Through RAPiDS, which will move into its second cycle in winter/spring, teams can use ALPS to collaborate across disciplines to bring their QI ideas to life at a system level. The ultimate goal of both initiatives is to bring those with clinical expertise and those with data analytics, statistics and technical expertise together to analyze data using AI to improve outcomes.
“Comprehensive data profiles of the patients, clinics and health systems are critical for AI to work,” said Jiang Bian, Ph.D., a professor in the department of health outcomes and biomedical informatics and chief data scientist at UF Health.
The current infrastructure of ALPS is hosted by ResVault, a robust and secure platform used by UF that can handle millions of data elements and meets all Health Insurance Portability and Accountability Act, or HIPAA, compliance requirements.
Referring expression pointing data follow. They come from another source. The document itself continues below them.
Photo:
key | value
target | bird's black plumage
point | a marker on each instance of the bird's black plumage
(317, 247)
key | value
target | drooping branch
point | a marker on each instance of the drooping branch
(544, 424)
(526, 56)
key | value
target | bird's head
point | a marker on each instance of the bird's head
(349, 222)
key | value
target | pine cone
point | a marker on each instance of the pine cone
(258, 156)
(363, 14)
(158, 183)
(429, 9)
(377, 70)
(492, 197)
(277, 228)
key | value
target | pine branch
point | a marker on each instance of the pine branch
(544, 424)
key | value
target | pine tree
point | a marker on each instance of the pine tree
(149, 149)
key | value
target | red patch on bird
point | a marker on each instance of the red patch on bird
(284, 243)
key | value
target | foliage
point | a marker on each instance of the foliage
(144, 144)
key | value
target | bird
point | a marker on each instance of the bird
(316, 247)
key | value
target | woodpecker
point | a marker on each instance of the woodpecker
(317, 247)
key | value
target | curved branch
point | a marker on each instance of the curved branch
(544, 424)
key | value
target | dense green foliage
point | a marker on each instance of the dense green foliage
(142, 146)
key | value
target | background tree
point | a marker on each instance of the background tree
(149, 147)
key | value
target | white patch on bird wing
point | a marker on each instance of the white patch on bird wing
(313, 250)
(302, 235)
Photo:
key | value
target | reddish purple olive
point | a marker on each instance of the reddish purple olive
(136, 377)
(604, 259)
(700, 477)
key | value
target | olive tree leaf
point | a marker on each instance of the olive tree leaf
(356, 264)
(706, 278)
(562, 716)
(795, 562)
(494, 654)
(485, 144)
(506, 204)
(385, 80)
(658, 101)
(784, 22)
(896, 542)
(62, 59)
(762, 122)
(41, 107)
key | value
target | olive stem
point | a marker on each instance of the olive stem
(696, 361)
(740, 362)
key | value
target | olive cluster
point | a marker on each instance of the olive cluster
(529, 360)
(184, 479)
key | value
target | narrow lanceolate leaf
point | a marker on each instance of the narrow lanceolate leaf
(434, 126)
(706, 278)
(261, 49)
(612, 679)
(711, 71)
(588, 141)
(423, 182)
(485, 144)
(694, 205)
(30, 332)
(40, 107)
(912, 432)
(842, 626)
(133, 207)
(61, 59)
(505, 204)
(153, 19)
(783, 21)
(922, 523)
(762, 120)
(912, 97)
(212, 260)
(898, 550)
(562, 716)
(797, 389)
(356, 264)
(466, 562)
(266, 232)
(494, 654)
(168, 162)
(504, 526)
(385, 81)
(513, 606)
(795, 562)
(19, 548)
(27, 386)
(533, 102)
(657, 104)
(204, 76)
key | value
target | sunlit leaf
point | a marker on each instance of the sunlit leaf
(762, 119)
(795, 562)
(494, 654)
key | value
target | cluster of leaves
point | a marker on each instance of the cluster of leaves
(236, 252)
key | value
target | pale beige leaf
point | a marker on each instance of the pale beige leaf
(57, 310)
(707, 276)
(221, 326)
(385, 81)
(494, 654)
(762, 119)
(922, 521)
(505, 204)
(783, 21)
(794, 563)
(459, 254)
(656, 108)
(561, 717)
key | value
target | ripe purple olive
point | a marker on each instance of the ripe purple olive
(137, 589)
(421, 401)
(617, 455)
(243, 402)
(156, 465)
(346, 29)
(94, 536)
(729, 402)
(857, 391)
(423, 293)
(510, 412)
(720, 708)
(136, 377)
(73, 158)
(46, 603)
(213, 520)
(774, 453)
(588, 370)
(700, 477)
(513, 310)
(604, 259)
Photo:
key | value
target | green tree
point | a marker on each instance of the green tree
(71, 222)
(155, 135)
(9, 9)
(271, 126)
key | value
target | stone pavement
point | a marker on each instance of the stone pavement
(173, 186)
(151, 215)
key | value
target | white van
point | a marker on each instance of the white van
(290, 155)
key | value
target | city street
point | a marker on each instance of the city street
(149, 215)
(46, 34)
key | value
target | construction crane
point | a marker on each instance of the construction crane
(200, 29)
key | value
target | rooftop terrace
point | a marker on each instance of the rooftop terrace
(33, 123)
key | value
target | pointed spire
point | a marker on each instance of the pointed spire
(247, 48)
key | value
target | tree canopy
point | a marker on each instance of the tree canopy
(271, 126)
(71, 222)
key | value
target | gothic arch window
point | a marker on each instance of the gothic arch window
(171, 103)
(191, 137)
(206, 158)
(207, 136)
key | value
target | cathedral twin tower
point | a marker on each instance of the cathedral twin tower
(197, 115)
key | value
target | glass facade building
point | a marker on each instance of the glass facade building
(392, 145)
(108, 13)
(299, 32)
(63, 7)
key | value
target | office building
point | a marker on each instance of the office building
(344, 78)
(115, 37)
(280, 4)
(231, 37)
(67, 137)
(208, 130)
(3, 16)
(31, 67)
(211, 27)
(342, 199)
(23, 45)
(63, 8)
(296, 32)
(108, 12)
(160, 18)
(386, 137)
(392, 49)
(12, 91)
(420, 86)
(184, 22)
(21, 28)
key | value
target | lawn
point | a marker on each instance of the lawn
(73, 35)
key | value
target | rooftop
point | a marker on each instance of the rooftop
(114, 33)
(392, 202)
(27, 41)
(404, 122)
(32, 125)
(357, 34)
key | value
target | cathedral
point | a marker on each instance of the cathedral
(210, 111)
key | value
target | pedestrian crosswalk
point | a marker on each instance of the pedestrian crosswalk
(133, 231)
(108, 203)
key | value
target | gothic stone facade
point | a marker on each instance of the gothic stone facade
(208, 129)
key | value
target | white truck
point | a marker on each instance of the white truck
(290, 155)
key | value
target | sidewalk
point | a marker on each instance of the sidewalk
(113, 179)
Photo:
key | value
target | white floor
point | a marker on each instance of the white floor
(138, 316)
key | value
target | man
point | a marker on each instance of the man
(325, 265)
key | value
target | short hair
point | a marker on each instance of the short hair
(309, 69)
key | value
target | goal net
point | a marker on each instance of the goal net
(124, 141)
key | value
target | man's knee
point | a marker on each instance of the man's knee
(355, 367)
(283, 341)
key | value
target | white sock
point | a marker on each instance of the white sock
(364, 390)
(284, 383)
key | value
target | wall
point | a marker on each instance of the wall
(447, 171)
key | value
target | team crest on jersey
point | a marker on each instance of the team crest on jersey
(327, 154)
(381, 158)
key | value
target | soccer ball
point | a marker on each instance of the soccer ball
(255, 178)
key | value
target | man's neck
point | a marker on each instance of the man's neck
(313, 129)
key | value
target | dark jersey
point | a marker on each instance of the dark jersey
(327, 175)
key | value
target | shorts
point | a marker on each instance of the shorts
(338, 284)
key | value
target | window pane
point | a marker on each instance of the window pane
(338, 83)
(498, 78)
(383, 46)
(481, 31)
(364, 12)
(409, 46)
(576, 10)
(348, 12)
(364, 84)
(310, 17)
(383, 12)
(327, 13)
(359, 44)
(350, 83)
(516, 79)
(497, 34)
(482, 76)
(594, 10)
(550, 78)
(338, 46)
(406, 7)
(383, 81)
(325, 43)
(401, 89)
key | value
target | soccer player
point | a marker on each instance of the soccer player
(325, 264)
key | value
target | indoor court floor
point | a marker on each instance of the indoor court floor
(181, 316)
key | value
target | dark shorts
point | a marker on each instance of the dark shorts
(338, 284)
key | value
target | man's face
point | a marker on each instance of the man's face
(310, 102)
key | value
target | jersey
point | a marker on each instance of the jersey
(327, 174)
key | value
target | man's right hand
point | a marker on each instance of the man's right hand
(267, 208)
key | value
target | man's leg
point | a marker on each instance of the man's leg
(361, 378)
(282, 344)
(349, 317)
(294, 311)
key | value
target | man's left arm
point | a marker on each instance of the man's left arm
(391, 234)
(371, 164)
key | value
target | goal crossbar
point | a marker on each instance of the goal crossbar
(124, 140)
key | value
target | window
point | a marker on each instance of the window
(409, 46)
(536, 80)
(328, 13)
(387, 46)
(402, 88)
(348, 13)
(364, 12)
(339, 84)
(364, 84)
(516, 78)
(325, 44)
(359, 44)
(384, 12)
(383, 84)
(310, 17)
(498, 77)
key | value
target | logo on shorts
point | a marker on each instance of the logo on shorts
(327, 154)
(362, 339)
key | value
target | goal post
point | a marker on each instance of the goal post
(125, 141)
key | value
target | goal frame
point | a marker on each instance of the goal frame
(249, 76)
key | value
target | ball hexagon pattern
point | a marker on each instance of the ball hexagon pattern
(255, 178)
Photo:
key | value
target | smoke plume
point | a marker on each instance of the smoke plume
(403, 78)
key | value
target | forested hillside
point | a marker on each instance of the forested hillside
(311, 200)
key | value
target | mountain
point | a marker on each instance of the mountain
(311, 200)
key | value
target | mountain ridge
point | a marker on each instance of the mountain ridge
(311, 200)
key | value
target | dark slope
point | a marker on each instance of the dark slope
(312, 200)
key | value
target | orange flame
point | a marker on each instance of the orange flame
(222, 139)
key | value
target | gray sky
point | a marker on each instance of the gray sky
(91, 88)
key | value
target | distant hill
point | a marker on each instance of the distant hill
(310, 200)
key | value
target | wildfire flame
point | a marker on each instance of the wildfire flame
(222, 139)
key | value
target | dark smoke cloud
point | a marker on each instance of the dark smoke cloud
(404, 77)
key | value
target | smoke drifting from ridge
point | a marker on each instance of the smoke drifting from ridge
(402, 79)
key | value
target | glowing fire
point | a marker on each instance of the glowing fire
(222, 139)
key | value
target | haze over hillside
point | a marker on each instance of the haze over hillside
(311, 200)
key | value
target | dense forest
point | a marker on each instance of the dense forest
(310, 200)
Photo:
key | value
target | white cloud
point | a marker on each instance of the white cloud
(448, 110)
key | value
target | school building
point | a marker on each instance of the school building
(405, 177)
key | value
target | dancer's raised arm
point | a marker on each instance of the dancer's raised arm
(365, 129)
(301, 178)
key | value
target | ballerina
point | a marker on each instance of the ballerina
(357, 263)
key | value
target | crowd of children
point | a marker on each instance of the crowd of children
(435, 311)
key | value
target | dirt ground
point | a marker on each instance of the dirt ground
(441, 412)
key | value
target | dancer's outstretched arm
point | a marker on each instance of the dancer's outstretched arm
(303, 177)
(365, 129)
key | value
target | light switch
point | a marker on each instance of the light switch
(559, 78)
Users must complete a rigorous checklist of access requirements, including Institutional Review Board and ResVault training. Only authorized users can put data into the system and run analyses, and no users are permitted to download data or reports.
“Collaboration between the hospital, the health science colleges and Information Technology is crucial for driving innovation and improving clinical processes through the use of AI,” said Gigi Lipori, M.T., M.B.A., UF Health chief information officer and senior vice president. “By bringing together experts from diverse disciplines, we can leverage the power of AI to find solutions to quality improvement challenges and enhance patient safety.”
As clinicians move through the Advanced Training Program, another initiative under the value pillar of the strategic plan, with a focus on outcomes-driven practice, RAPiDS and ALPS are outlets through which they can take their ideas for quality improvement and patient safety from a light-bulb moment to a real-world solution.
“It’s inspiring to work with such incredible people who are moving outside their comfort zones and doing it with such excitement,” Tighe said. “And it’s cool to learn from the work of amazing folks who have been doing AI work at UF for years. The chance to extend this in a different direction in the QI space is really exciting because it hasn’t been done before. It’s audacious, and with the support of the dean and college, I truly believe that UF is the place to do these kinds of things.”